Amazon SageMaker Containers: a Library to Create Docker Containers

Amazon SageMaker Containers is a library that implements the functionality that you need to create containers to run scripts, train algorithms, or deploy models that are compatible with Amazon SageMaker. To install this library, use a RUN pip install sagemaker-containers command in your Dockerfile. The library defines the locations for storing code and other resources when you install it. Your Dockerfile must also copy the code to be run into the location expected by an Amazon SageMaker-compatible container and define the entry point containing the code to run when the container is started. The library also defines other information that a container needs to manage deployments for training and inference. After you build a Docker image, you can push it to the Amazon Elastic Container Registry (Amazon ECR). To create a container, you can pull the image from Amazon ECR and build the container using the docker build command.

The following high-level schematic shows how the files are organized in an Amazon SageMaker-compatible container created with the Amazon SageMaker Containers library.

[Files and resources in an Amazon SageMaker-compatible container.]

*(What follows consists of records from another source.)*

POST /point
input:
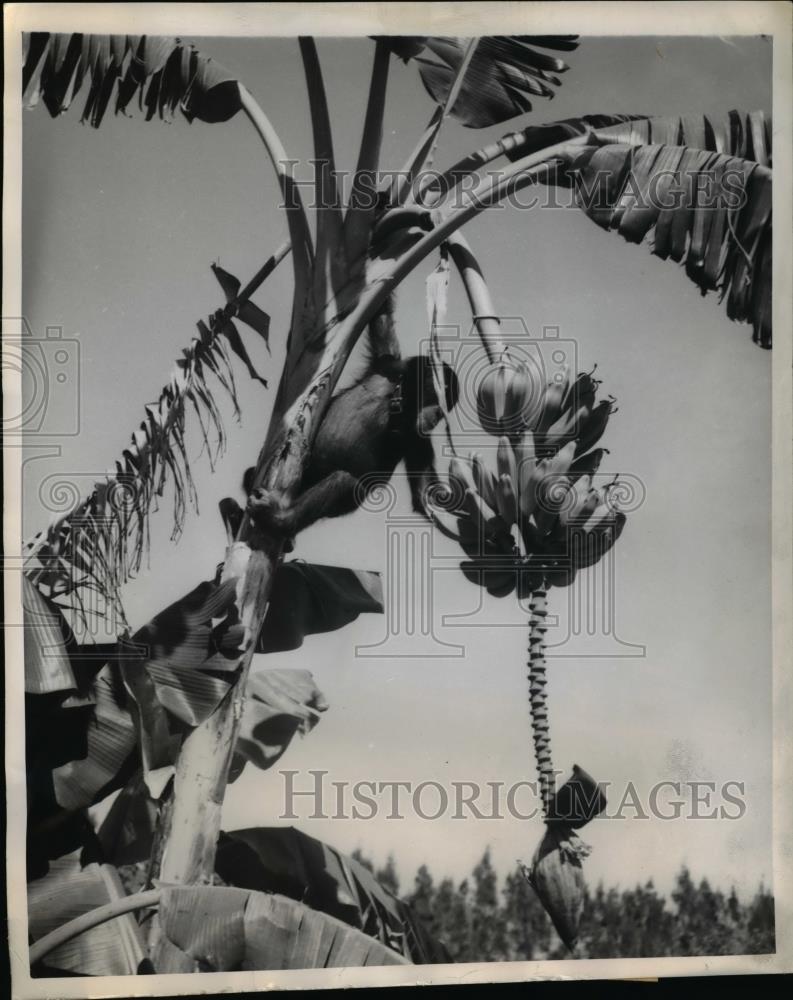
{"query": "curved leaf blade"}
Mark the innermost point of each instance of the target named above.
(708, 210)
(505, 72)
(745, 134)
(165, 74)
(67, 891)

When Amazon SageMaker trains a model, it creates a number of files in the container’s /opt/ml directory.

/opt/ml
├── input
│   ├── config
│   │   ├── hyperparameters.json
│   │   └── resourceConfig.json
│   └── data
│       └── <channel_name>
│           └── <input data>
├── model
│ 
├── code
│   └── <script files>
│
└── output
    └── failure

When you run a model training job, the Amazon SageMaker container has a /opt/ml/input/ directory that contains JSON files that configure the hyperparameters for the algorithm and the network layout used for distributed training. The directory also contains files that specify the channels through which Amazon SageMaker accesses the data in Amazon Simple Storage Service (Amazon S3). Place scripts to run in the /opt/ml/code/ directory. The /opt/ml/model/ directory contains the model generated by your algorithm in a singe file or an entire directory tree in any format. You can also send information about why a training job failed to the /opt/ml/output/ directory. Amazon SageMaker packages files in this directory into a compressed tar archive file.

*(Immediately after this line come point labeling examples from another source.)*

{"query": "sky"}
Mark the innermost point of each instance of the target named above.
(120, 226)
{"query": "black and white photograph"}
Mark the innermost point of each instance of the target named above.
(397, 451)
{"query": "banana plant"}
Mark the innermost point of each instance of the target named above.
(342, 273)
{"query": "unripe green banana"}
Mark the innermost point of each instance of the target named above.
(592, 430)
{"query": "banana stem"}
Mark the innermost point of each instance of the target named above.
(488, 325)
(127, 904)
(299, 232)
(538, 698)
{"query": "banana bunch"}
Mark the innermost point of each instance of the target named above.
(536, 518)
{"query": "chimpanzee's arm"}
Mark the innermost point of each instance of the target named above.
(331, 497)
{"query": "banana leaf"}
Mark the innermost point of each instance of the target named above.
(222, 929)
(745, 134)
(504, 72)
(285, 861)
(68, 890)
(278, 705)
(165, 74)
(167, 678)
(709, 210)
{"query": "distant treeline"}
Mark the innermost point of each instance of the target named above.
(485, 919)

When you host a trained model on Amazon SageMaker to make inferences, you deploy the model to an HTTP endpoint. The model makes realtime predictions in response to inference requests. The container must contain a serving stack to process these requests. The five files used in the standard Python serving stack by Amazon SageMaker are installed in the container’s WORKDIR. You can choose a different toolset to deploy an HTTP endpoint and, therefore, could have a different layout. If you’re writing in a programming language other than Python, you will have a different layout, the nature of which will depend on the frameworks and tools that you choose. The Python serving stack in the WORKDIR directory contains the following files: + nginx.conf– The configuration file for the nginx front end. + predictor.py– The program that implements the Flask web server and the decision tree predictions for this application. You need to customize the code that performs prediction for your application. + serve – The program started when the container is started for hosting. This file simply launches the Gunicorn server, which runs multiple instances of the Flask application defined in predictor.py. + train – The program that is invoked when you run the container for training. To implement your training algorithm, you modify this program. + wsgi.py – A small wrapper used to invoke the Flask application.

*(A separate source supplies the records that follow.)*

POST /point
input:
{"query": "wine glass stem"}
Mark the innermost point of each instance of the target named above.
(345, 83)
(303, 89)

In the container, the model files are in the same place that they were written to during training.

/opt/ml
└── model
    └── <model files>

For more information, see Use Your Own Inference Code

You can provide separate Docker images for the training algorithm and inference code, as shown in the figure. Or you can use a single Docker image for both. When creating Docker images for use with Amazon SageMaker, consider the following: + Providing two Docker images can increase storage requirements and cost because common libraries might be duplicated. + In general, smaller containers start faster for both training and hosting. Models train faster and the hosting service can react to increases in traffic by automatically scaling more quickly. + You might be able to write an inference container that is significantly smaller than the training container. This is especially common when you use GPUs for training, but your inference code is optimized for CPUs. + Amazon SageMaker requires that Docker containers run without privileged access. + Docker containers might send messages to the Stdout and Stderr files. Amazon SageMaker sends these messages to Amazon CloudWatch logs in your AWS account.